Nevertheless, the broader point reverberates the fact that although Millennials may want to have financial stability and believe they are doing enough to get there, the data say they just aren’t doing nearly enough.

Currently, the data say that the millennial generation has a savings rate of negative 2%. This pales in comparison to the positive rates of around 3% for those aged 35 to 44 and a 6% savings rate for those aged 45 to 54. Despite strong job creation, with total non–farm payroll employment increasing by 295,000 in the month of February and unemployment projected to fall as low as 5% over the next few months, the personal savings and finances of millennials remains precarious. The divergence in savings across millennials and baby boomers suggests that although the spending of millennials might be a positive for American spending and economic growth, this welfare comes only in the short term. The fact that millennials aren’t saving will hurt their ability to spend money in the future.

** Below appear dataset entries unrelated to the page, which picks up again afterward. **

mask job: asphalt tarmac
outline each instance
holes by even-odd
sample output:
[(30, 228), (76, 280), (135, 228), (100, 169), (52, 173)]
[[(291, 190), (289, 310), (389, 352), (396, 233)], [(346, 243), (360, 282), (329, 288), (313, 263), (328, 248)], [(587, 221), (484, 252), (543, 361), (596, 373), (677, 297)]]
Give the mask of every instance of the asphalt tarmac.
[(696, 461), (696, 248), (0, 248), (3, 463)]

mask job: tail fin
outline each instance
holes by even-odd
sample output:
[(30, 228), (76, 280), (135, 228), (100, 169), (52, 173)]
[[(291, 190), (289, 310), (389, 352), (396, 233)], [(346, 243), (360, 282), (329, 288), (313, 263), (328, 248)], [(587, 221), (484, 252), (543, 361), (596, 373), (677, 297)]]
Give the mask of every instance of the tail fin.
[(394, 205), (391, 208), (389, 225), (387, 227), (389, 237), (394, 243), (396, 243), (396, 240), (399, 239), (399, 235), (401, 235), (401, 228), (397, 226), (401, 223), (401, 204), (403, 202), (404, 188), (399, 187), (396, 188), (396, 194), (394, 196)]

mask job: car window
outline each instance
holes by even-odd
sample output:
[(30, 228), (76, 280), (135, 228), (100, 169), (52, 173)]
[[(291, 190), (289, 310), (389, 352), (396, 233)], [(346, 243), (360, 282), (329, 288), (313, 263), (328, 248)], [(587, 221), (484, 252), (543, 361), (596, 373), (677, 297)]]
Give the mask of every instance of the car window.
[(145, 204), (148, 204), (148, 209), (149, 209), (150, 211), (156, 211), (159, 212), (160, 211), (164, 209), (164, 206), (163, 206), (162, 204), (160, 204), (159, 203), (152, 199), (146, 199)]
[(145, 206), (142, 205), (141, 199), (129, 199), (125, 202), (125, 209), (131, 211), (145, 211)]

A renewed focus on health for millennials

Interestingly, contrary to the notions of “young invincibles” espoused by proponents of the Affordable Care Act, in a recent study Aetna found that millennials put a premium on their overall health relative of their Gen X and Baby Boom predecessors, where “healthy” does not just mean “not sick”. Part of this involves an increased millennial commitment to eating the right foods and exercising.

A reduced importance on home and auto ownership

New research on millennials from the Transamerica Center For Retirement Studies shows that home ownership (as well a car ownership) is less important for millennials relative to older generations. In short, the must-have major purchases for the Gen X and Baby Boom generations appear not to have the same clout with many of today’s millennials.

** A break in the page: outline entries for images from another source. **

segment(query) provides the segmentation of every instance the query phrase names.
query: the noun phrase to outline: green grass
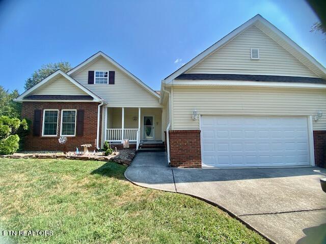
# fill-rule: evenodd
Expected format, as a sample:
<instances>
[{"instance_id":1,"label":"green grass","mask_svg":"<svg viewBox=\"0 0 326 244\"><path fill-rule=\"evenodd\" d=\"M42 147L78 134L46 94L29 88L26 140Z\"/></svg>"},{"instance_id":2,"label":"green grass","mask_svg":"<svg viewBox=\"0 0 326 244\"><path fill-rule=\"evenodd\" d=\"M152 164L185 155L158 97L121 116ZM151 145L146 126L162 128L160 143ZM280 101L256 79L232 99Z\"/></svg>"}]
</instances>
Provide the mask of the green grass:
<instances>
[{"instance_id":1,"label":"green grass","mask_svg":"<svg viewBox=\"0 0 326 244\"><path fill-rule=\"evenodd\" d=\"M12 243L267 243L203 201L133 185L114 163L1 159L0 169L0 230L53 232Z\"/></svg>"}]
</instances>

Lag in literacy and numeracy among U.S. millennials

The generation born between 1980 and 2010 has been cited as lagging in literacy and numeracy. Just last week, U.S. millennials were cited as among the world’s least skilled people, according to researchers at the Educational Testing Service (ETS). The Princeton-based researchers discovered a four-way tie between millennials (those born after 1980) the United States, the Slovak Republic, Poland and Ireland for last place in the category “problem-solving in technology-rich environments.”

Millennials Participating In The “Sharing Economy”

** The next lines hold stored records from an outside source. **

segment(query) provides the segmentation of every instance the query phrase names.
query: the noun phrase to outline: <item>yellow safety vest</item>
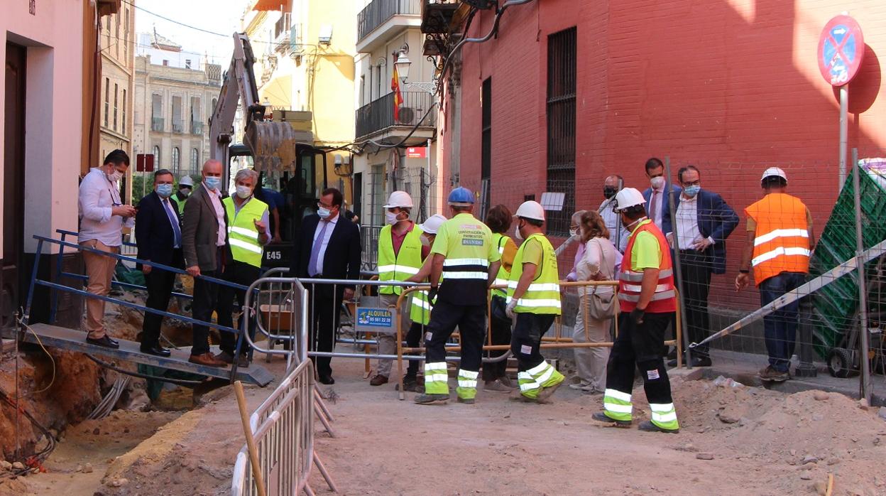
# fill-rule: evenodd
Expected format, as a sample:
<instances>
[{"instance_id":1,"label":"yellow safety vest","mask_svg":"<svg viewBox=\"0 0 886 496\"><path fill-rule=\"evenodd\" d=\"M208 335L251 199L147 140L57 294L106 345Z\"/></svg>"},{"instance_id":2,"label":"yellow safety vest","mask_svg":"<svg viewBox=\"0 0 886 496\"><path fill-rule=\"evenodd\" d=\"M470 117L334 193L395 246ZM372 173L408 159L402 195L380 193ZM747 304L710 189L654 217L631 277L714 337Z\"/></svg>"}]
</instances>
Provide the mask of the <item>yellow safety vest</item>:
<instances>
[{"instance_id":1,"label":"yellow safety vest","mask_svg":"<svg viewBox=\"0 0 886 496\"><path fill-rule=\"evenodd\" d=\"M378 280L404 281L418 273L422 268L422 234L424 232L417 225L406 233L400 251L394 255L393 240L391 239L391 225L385 225L378 234ZM400 295L400 286L380 286L382 295Z\"/></svg>"},{"instance_id":2,"label":"yellow safety vest","mask_svg":"<svg viewBox=\"0 0 886 496\"><path fill-rule=\"evenodd\" d=\"M229 196L222 200L222 203L228 214L228 242L234 260L261 267L264 247L259 242L259 231L255 229L254 221L261 220L268 210L268 204L250 198L237 211L233 198Z\"/></svg>"},{"instance_id":3,"label":"yellow safety vest","mask_svg":"<svg viewBox=\"0 0 886 496\"><path fill-rule=\"evenodd\" d=\"M513 299L517 284L523 275L523 250L531 240L541 243L541 265L536 270L535 279L526 288L526 292L517 300L514 311L560 315L560 274L557 272L556 255L554 253L551 242L541 233L535 233L526 238L517 250L514 264L510 267L510 279L508 281L508 303L510 303Z\"/></svg>"}]
</instances>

According to the Goldman Sachs research cited earlier, when marketing to millennials, brand managers should keep in mind the vast array of product information, reviews, and price comparisons available to this generation. Given the vast amount of data available on this group, it is difficult to sum them up in a few words. But what does seem to hold true is that Millennials are turning to goods and services without committing to own. This is being called the “sharing economy”. Not only do Millennials share information online through social media, but they are increasingly turning to sharing housing and ride services with one another.

Such collaborative consumption appears to be increasingly the norm amongst millennials and for them, sharing is a favorable service mechanism.

Given today’s interconnected global economy, it is important to remember that what is mine can also be yours, but only for the appropriate price.

This is increasingly the case with the millennial generation and their consumer habits.